How to configure an Athena Datasource¶
This guide will help you add an Athena instance (or a database) as a Datasource. This will allow you to validate tables and queries within this instance. When you use an Athena Datasource, the validation is done in Athena itself. Your data is not downloaded.
Prerequisites: This how-to guide assumes you have already:
Installed the pyathena package for the Athena sqlalchemy dialect (
pip install "pyathena[SQLAlchemy]"
)
Steps¶
Run the following CLI command to begin the interactive Datasource creation process:
Show Docs for V2 (Batch Kwargs) API
great_expectations datasource new
Show Docs for V3 (Batch Request) API
great_expectations --v3-api datasource new
Choose “other” from the list of database engines, when prompted.
Identify the connection string you would like Great Expectations to use to connect to Athena, using the examples below and the PyAthena documentation.
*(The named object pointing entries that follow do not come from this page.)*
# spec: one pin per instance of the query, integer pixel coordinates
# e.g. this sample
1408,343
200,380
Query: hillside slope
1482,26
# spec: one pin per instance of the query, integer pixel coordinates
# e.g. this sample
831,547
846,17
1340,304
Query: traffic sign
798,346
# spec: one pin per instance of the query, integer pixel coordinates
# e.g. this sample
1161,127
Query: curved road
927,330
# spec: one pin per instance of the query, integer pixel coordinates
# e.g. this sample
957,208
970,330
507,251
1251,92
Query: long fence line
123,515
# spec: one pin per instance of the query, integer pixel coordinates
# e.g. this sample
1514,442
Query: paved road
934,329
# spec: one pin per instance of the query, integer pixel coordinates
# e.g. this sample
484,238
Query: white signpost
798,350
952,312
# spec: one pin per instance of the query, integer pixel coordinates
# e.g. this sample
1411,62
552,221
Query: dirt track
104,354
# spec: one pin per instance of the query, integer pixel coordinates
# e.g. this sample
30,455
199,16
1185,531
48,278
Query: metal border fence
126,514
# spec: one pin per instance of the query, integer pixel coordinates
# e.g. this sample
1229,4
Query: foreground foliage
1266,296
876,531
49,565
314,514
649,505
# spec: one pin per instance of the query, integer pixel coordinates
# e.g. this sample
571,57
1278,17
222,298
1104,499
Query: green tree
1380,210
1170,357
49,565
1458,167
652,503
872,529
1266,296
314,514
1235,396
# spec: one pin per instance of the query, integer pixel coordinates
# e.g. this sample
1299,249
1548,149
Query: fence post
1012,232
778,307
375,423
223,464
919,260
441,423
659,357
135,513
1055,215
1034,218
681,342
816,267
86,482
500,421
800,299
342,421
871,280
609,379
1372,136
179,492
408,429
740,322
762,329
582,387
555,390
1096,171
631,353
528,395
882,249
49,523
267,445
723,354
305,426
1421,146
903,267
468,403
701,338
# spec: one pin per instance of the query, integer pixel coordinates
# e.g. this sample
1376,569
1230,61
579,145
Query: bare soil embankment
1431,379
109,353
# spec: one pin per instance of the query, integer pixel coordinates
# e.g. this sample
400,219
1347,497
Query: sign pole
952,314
The following urls dont include credentials as it is recommended to use either the instance profile or the boto3 configuration file.
If you want Great Expectations to connect to your Athena instance (without specifying a particular database), the URL should be:
awsathena+rest://@athena.{region}.amazonaws.com/?s3_staging_dir={s3_path}
Note the url parameter “s3_staging_dir” needed for storing query results in S3.
If you want Great Expectations to connect to a particular database inside your Athena, the URL should be:
awsathena+rest://@athena.{region}.amazonaws.com/{database}?s3_staging_dir={s3_path}
Show Docs for V2 (Batch Kwargs) API
Enter the connection string when prompted (and press Enter when asked “Would you like to proceed? [Y/n]:”).
Should you need to modify your connection string, you can manually edit the
great_expectations/uncommitted/config_variables.yml
file.
Show Docs for V3 (Batch Request) API
You will be presented with a Jupyter Notebook which will guide you through the steps of creating a Datasource.
Follow the steps in this Jupyter Notebook including entering the connection string in the yaml configuration.
Additional notes¶
Environment variables can be used to store the SQLAlchemy URL instead of the file, if preferred - search documentation for “Managing Environment and Secrets”.